The elder brother heard no voice, but the unspoken thought of the dead brother drew him to the spot.
"I shall find you now. I know where you are."
"Come here," he called to his mother. She came, looked into the cave, and ran away.
"This is your work," said the elder brother. "Lift him in your hands."
She went to get some fresh grass to lift the thing. The stench was that of the grave.
"It is you who have done this," said the elder brother. "Take him up as he is."
So the old woman took the shape into her hands and danced with it.
The long hair had partly fallen out, but what was left upon the scalp, lifted by the wind, waved up and down as she danced and sang. It was an ugly sight.
(Song of the Image-dance.)
This was the first time they made a dance for the dead. These were the first people, and as they did all must do who come after.
This is the reason they make the dance of Images, Wú-ka-rúk.
The old woman laid the shape upon the ground before her home; and taking the fat of the deer she made grease of it, and put his head into it, and the flesh began to come upon his skull. Then she fed him meat and all kinds of food to make the flesh come back upon the bones. Soon he was alive again as before.
The elder brother remade for him his bow and arrows, putting new feathers upon the arrows and a new string upon the bow; and sucking the blood from the bow he made all fresh and good
They went hunting together, and while one followed the trail and scared up the deer the other would kill it. Every day in this way they went on the hunt.

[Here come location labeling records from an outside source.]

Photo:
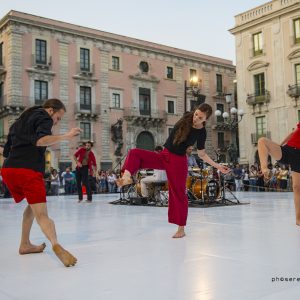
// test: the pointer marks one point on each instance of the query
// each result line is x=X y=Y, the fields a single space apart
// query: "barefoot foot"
x=28 y=249
x=179 y=234
x=66 y=257
x=123 y=181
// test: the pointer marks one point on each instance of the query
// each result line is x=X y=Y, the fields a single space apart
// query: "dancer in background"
x=24 y=168
x=190 y=129
x=287 y=153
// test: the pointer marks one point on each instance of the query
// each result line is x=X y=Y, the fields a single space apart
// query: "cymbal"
x=196 y=169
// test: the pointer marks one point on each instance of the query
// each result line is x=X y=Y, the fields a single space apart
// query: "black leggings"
x=82 y=177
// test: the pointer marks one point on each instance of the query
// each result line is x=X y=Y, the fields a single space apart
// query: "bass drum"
x=199 y=188
x=189 y=182
x=138 y=189
x=213 y=190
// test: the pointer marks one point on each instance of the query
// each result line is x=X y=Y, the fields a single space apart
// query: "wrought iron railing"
x=153 y=114
x=255 y=136
x=294 y=90
x=253 y=99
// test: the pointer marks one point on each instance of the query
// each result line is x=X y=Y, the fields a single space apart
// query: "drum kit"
x=201 y=188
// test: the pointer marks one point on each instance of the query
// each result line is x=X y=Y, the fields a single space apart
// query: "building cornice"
x=264 y=18
x=117 y=40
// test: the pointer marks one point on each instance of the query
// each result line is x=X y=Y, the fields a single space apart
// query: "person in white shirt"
x=158 y=176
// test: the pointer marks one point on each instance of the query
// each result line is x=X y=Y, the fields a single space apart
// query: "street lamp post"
x=230 y=122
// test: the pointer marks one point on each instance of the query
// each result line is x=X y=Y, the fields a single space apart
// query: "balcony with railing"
x=294 y=90
x=44 y=65
x=84 y=137
x=144 y=118
x=2 y=65
x=86 y=111
x=3 y=139
x=255 y=136
x=12 y=105
x=254 y=99
x=88 y=71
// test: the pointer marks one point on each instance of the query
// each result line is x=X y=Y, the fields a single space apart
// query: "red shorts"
x=25 y=183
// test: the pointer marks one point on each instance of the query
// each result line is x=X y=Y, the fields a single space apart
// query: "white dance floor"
x=127 y=253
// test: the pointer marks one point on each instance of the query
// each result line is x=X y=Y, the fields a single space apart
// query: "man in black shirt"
x=24 y=167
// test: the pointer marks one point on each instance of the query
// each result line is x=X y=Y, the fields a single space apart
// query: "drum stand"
x=223 y=199
x=193 y=199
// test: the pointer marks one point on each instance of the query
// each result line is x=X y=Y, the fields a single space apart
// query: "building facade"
x=268 y=73
x=121 y=91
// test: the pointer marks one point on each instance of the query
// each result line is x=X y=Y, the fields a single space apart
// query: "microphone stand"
x=122 y=199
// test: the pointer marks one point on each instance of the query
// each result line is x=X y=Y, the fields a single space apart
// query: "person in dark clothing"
x=287 y=153
x=190 y=129
x=24 y=167
x=85 y=165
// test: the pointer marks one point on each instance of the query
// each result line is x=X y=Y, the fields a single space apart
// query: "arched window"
x=145 y=141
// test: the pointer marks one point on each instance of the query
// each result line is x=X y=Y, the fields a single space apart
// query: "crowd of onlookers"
x=65 y=182
x=243 y=178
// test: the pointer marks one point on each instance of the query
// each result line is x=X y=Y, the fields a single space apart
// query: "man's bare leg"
x=296 y=189
x=267 y=147
x=47 y=225
x=125 y=179
x=180 y=232
x=25 y=246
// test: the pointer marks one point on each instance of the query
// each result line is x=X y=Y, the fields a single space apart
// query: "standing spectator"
x=253 y=178
x=68 y=180
x=111 y=179
x=238 y=176
x=260 y=180
x=86 y=163
x=102 y=181
x=246 y=179
x=54 y=183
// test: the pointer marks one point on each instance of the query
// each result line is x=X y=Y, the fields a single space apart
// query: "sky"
x=194 y=25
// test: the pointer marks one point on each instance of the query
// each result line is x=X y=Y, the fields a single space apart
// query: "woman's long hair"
x=184 y=125
x=54 y=103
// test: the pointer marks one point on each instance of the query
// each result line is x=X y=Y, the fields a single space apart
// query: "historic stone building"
x=121 y=91
x=268 y=73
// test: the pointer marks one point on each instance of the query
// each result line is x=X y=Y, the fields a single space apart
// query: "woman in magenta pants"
x=190 y=129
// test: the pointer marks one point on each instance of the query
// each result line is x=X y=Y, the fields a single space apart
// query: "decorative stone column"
x=64 y=97
x=106 y=161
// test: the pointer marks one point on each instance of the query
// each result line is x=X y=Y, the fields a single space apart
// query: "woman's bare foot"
x=29 y=248
x=267 y=174
x=180 y=232
x=123 y=181
x=66 y=257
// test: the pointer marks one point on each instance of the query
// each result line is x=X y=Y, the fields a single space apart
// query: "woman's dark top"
x=20 y=149
x=195 y=135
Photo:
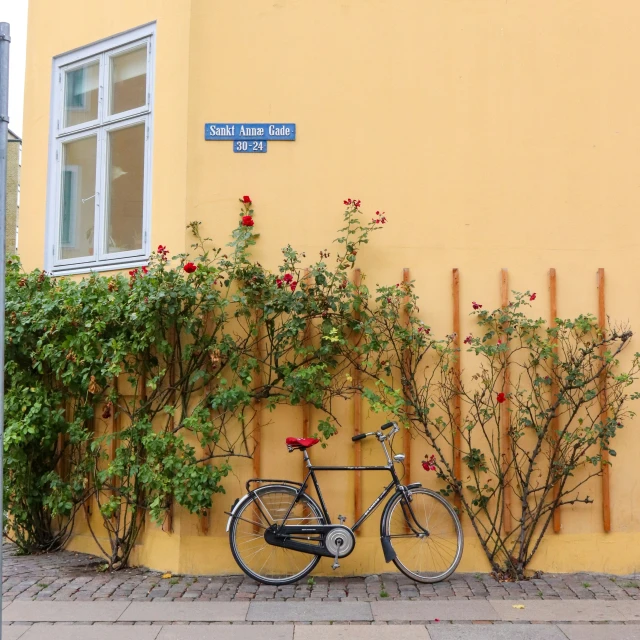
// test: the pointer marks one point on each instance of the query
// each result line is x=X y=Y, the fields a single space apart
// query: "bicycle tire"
x=248 y=528
x=436 y=555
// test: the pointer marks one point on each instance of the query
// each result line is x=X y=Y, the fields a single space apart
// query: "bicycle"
x=278 y=532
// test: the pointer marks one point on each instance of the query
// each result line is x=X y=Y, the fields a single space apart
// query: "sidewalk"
x=62 y=596
x=411 y=620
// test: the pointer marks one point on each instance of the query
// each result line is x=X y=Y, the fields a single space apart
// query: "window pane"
x=81 y=94
x=125 y=186
x=77 y=202
x=128 y=80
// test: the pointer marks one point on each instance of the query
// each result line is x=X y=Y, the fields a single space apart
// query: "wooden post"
x=602 y=323
x=306 y=407
x=457 y=414
x=357 y=428
x=257 y=431
x=555 y=424
x=505 y=419
x=406 y=278
x=172 y=421
x=204 y=522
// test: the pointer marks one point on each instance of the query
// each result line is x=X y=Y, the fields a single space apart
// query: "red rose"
x=429 y=464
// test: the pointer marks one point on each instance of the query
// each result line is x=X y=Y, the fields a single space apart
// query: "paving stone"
x=187 y=611
x=312 y=611
x=495 y=632
x=227 y=632
x=600 y=631
x=360 y=632
x=28 y=611
x=554 y=611
x=13 y=632
x=429 y=611
x=89 y=632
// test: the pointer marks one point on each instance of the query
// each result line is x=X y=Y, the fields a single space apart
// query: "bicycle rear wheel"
x=255 y=556
x=423 y=557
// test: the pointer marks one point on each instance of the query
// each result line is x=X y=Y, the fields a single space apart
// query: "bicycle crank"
x=339 y=542
x=333 y=540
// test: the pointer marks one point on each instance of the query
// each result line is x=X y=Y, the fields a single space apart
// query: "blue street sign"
x=249 y=131
x=249 y=146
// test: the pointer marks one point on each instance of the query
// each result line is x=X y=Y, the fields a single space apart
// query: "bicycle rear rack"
x=270 y=480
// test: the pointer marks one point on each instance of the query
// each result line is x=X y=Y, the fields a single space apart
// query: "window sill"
x=84 y=269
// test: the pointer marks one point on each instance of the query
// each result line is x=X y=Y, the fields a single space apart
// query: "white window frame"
x=103 y=51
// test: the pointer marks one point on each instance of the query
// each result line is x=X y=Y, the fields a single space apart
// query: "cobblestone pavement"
x=72 y=576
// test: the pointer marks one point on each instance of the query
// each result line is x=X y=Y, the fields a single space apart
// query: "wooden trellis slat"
x=555 y=423
x=505 y=419
x=406 y=278
x=457 y=367
x=306 y=407
x=357 y=426
x=602 y=322
x=257 y=431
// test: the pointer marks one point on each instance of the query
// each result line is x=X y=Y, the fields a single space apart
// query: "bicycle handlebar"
x=384 y=427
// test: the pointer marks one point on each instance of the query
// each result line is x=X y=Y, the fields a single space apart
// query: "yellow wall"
x=494 y=134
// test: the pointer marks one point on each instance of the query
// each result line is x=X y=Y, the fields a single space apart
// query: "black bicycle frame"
x=395 y=482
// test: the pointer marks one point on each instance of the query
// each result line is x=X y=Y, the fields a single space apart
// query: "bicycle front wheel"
x=260 y=560
x=425 y=534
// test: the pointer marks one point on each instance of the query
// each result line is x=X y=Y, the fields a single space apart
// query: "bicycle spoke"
x=426 y=557
x=264 y=561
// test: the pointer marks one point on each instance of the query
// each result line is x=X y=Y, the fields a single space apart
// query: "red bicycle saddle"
x=301 y=443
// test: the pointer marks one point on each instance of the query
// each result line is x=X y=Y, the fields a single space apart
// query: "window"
x=99 y=177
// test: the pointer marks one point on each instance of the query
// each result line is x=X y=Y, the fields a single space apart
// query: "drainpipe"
x=5 y=39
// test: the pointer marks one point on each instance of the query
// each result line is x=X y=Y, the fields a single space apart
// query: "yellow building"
x=13 y=191
x=494 y=134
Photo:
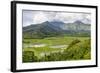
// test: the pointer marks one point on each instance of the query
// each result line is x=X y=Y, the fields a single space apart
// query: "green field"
x=56 y=49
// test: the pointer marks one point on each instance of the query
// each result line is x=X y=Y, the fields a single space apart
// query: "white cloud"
x=36 y=17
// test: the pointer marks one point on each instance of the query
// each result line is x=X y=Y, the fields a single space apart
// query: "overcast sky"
x=36 y=17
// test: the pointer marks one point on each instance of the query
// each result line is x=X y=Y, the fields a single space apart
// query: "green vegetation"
x=76 y=48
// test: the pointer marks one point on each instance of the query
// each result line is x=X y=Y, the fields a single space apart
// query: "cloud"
x=36 y=17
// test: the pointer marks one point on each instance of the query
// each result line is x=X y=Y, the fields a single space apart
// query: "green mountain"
x=56 y=28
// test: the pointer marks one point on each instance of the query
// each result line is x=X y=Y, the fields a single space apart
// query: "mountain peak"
x=78 y=22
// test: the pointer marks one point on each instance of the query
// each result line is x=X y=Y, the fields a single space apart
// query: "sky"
x=36 y=17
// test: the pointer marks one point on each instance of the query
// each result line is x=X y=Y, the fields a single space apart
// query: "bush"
x=28 y=56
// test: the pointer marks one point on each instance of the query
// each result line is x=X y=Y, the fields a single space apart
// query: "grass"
x=50 y=41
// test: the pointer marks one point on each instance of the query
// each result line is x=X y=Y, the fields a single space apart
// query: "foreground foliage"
x=77 y=50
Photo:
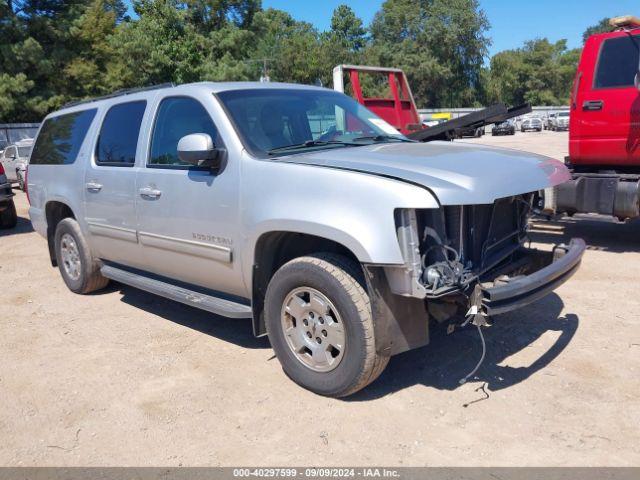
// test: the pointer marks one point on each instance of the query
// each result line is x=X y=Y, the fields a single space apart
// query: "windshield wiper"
x=383 y=138
x=307 y=144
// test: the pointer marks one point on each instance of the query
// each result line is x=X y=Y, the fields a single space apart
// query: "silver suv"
x=296 y=207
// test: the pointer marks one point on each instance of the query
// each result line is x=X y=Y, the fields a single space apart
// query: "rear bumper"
x=520 y=291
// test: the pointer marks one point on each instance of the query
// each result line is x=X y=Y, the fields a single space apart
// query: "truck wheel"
x=79 y=270
x=9 y=216
x=319 y=321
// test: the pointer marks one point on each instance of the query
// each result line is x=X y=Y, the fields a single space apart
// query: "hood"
x=457 y=173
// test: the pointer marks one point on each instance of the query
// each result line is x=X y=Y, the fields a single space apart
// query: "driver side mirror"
x=199 y=150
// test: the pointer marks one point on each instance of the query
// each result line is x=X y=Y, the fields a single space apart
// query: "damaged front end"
x=472 y=259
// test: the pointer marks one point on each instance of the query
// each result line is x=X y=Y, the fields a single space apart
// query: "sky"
x=512 y=21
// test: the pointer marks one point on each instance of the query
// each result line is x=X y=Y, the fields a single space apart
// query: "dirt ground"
x=123 y=377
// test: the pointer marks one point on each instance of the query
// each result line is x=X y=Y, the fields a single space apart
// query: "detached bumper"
x=517 y=292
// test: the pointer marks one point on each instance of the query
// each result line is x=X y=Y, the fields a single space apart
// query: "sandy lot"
x=122 y=377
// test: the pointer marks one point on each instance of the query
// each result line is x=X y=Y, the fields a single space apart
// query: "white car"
x=14 y=159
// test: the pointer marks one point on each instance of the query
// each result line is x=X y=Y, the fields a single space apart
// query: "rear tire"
x=9 y=216
x=79 y=270
x=326 y=362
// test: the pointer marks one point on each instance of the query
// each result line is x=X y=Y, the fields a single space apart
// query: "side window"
x=177 y=117
x=60 y=138
x=118 y=138
x=618 y=62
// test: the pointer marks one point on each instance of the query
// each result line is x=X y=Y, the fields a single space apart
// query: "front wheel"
x=319 y=321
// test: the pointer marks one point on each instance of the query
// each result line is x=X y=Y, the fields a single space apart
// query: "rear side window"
x=618 y=62
x=177 y=117
x=60 y=138
x=118 y=138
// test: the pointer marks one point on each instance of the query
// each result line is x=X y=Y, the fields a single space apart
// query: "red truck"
x=604 y=127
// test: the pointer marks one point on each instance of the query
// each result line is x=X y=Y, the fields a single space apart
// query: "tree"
x=601 y=27
x=347 y=29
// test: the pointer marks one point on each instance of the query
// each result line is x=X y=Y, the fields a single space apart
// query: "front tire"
x=79 y=270
x=319 y=321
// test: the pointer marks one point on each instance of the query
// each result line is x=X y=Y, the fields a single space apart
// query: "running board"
x=216 y=305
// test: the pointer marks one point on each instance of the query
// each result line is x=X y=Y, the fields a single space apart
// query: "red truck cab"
x=604 y=127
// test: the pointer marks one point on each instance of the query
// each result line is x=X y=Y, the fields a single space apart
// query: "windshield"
x=269 y=119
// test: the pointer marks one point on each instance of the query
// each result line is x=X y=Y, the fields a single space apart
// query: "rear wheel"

Then they began to think of going after the girls.
"We will go east," said the younger brother; but the elder would not listen. At last the elder brother began to dream, and in his dreams at night he saw a spirit coming through the roof, calling him uncle, and telling him to come So he decided, "I will go."
The brothers planned to start in the night when no one would know it. So in the middle of the night, they rose up, and taking a shallow bowl full of water, they set it in the middle of the floor, just under the hole in the roof where the brightness of the sky was
reflected in the water, and, looking in the bowl, they could see to paint their bodies.
Early next morning they went out to hunt for food that they might leave enough meat for the old mother in their absence.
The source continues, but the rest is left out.